Lithuania has committed itself to rapidly increasing its local electric power generation capacity by aggressively pushing for renewables. As one of the essential steps towards this goal, Lithuania seeks to develop offshore wind farms in the Baltic Sea and reduce the country's dependence on electricity imports. With an Environ­mental Impact Assessment (EIA) report for an offshore wind farm recently submitted by the Energy Ministry, a tender to select a developer for the first offshore wind park is expected to be launched in the autumn of 2023. 

In Lithuania, the permitted generating capacity for all types of renewable energy sources, including trans­mis­sion and distribution networks, is currently 1,653 MW. This accounts for more than a third of the country's total capacity. Offshore wind farms, together with onshore renewable energy projects, will make a major contribution to Lithuania's energy independence.

Following the approval of a new procedure for connection to the electricity transmission grid, the Lithuanian electricity transmission system’s operator has reported a massive increase in activity by renewable energy de­ve­lopers. Requests concerning the conditions for grid connection have been submitted by numerous solar, wind, and storage plants with a total permitted generating capacity of 7,500 MW. The applications include 2,900 MW of solar and 3,800 MW of wind power. Developers are also planning to install an additional 800 MW of electricity storage. 

Synchronising the Baltic electricity system with continental Europe remains a major challenge. After Russia's invasion of Ukraine, Lithuania took decisive steps to cut off imports of gas, oil, and electricity from Russia. However, the country’s electricity systems are still linked to Russia, making them dependent on decisions taken in Moscow. Lithuania is fully committed to desynchronisation from the BRELL ring and is working with regional partners to achieve this goal as soon as possible. 

Litgrid, the Lithuanian electricity transmission system’s operator, successfully carried out an isolated opera­tional test on Saturday, 22 April 2023. F or the first time, Lithuania’s electricity system was disconnected from the Russian-controlled IPS/UPS and operated with full autonomy. This isolated operational test is one of the most important steps in the preparation for synchronising Lithuania’s electricity system with that of the rest of continental Europe. 

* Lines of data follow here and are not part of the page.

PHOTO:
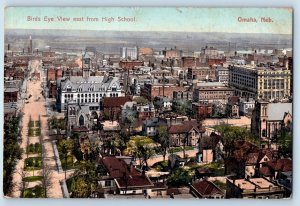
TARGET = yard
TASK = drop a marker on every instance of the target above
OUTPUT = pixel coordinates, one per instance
(33, 163)
(35, 192)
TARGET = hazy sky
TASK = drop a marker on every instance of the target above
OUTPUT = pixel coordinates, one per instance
(154, 19)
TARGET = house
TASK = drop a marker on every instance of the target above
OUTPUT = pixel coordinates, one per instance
(118, 177)
(269, 118)
(185, 134)
(233, 106)
(209, 145)
(112, 106)
(246, 106)
(254, 188)
(255, 161)
(206, 190)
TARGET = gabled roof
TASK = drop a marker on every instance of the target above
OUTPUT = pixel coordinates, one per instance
(185, 127)
(283, 165)
(206, 188)
(276, 111)
(116, 101)
(125, 175)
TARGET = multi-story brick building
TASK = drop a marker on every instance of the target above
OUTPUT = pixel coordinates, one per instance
(201, 73)
(212, 94)
(150, 91)
(260, 82)
(254, 188)
(269, 118)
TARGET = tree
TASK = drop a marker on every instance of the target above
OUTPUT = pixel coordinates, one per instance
(163, 139)
(180, 177)
(141, 147)
(46, 181)
(285, 143)
(231, 134)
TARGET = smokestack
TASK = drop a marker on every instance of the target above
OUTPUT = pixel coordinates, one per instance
(30, 44)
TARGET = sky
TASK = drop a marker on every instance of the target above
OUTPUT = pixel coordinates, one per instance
(186, 19)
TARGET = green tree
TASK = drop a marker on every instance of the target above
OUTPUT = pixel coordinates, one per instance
(229, 135)
(141, 147)
(285, 143)
(163, 140)
(179, 177)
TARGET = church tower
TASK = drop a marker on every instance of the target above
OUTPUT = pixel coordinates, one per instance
(86, 66)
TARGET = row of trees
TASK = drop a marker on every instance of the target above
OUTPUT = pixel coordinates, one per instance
(12, 152)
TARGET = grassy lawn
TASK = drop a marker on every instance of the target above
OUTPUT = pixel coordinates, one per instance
(33, 163)
(70, 160)
(180, 149)
(37, 123)
(34, 148)
(161, 166)
(221, 185)
(33, 178)
(30, 132)
(216, 167)
(37, 131)
(35, 192)
(31, 124)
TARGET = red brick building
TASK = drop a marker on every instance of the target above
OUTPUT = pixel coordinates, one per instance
(130, 64)
(112, 106)
(150, 91)
(202, 110)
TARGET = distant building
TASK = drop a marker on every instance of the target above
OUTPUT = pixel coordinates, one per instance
(212, 94)
(201, 73)
(269, 118)
(260, 82)
(254, 188)
(246, 106)
(206, 189)
(129, 53)
(86, 89)
(222, 74)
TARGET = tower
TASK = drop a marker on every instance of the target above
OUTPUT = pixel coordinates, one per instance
(30, 45)
(86, 65)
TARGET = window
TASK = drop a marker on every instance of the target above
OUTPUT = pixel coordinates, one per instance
(107, 183)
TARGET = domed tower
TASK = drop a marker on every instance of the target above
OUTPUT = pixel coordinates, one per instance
(86, 65)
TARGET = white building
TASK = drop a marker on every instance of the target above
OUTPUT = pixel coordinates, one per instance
(87, 90)
(129, 52)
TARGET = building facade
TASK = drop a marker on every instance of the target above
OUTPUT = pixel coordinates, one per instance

Lithuania, Latvia, and Estonia, together with Russia and Belarus, are currently still dependent on the IPS/UPS system, where electrical frequency is centrally regulated by Russia. Connection to the continental European grids and synchronous operation with Poland, Germany, and other European countries will be achieved by 2025 at the latest.

In your opinion, how will Lithuania develop?

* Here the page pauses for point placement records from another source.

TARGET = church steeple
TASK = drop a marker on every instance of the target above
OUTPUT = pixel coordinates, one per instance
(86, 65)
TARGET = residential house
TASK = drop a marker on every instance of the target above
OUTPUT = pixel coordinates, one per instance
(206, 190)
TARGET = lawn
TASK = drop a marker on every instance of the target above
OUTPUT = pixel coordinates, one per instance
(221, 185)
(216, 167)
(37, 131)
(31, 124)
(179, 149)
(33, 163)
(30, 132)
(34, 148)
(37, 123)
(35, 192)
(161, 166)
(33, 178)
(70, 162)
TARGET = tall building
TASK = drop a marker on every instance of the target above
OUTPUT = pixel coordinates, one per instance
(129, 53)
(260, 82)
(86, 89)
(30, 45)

Lithuania’s future economic development scenario has been drawn up by the Ministry of Finance on the basis of the country’s performance in 2022. Although Lithuania’s economy managed to cope reasonably well with the challenges posed by the war triggered by Russia last year in Ukraine, annual GDP growth was 1.9 percent for the whole year, with signs indicating a more difficult period ahead.

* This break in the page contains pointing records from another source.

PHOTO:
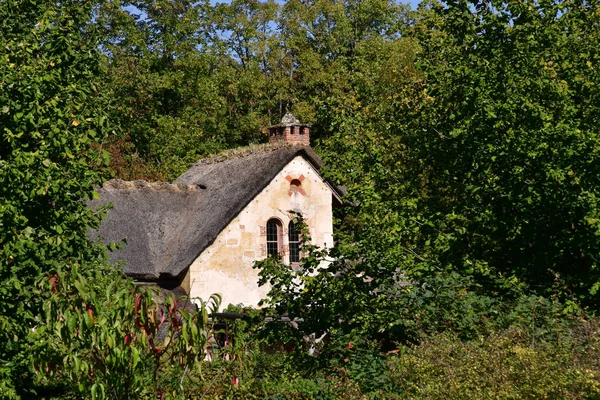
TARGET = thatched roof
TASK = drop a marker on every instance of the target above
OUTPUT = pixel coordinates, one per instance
(167, 226)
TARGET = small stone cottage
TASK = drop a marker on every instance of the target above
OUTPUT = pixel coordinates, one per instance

According to the Bank of Lithuania, economic activity in 2023 will be dampened by continued geopolitical ten­sions over Russia’s aggression in Ukraine, an unstable external environment, and the growing impact on do­mes­tic and foreign demand of monetary tightening, which started last year. Annual GDP growth in 2024-2026 is currently expected to reach 3 percent on average, while the cost of investment in the country is predicted to grow by 5.4 percent during the same period.

Estimates hold that investment growth in 2023 will be driven in part by the more rapid implementation of pro­jects financed through EU funds and the Recovery and Resilience Plan.

As economic activity recovers from 2024 onwards, the economic development scenario envisages that the un­em­ploy­ment rate will gradually decrease to 6.8 percent and will reach ~6 percent in the outer medium-term years. Overall, the magnitude of negative economic consequences of the war for Lithuania will depend on the duration of hostilities in Ukraine, and the EU’s ability to cope with energy challenges.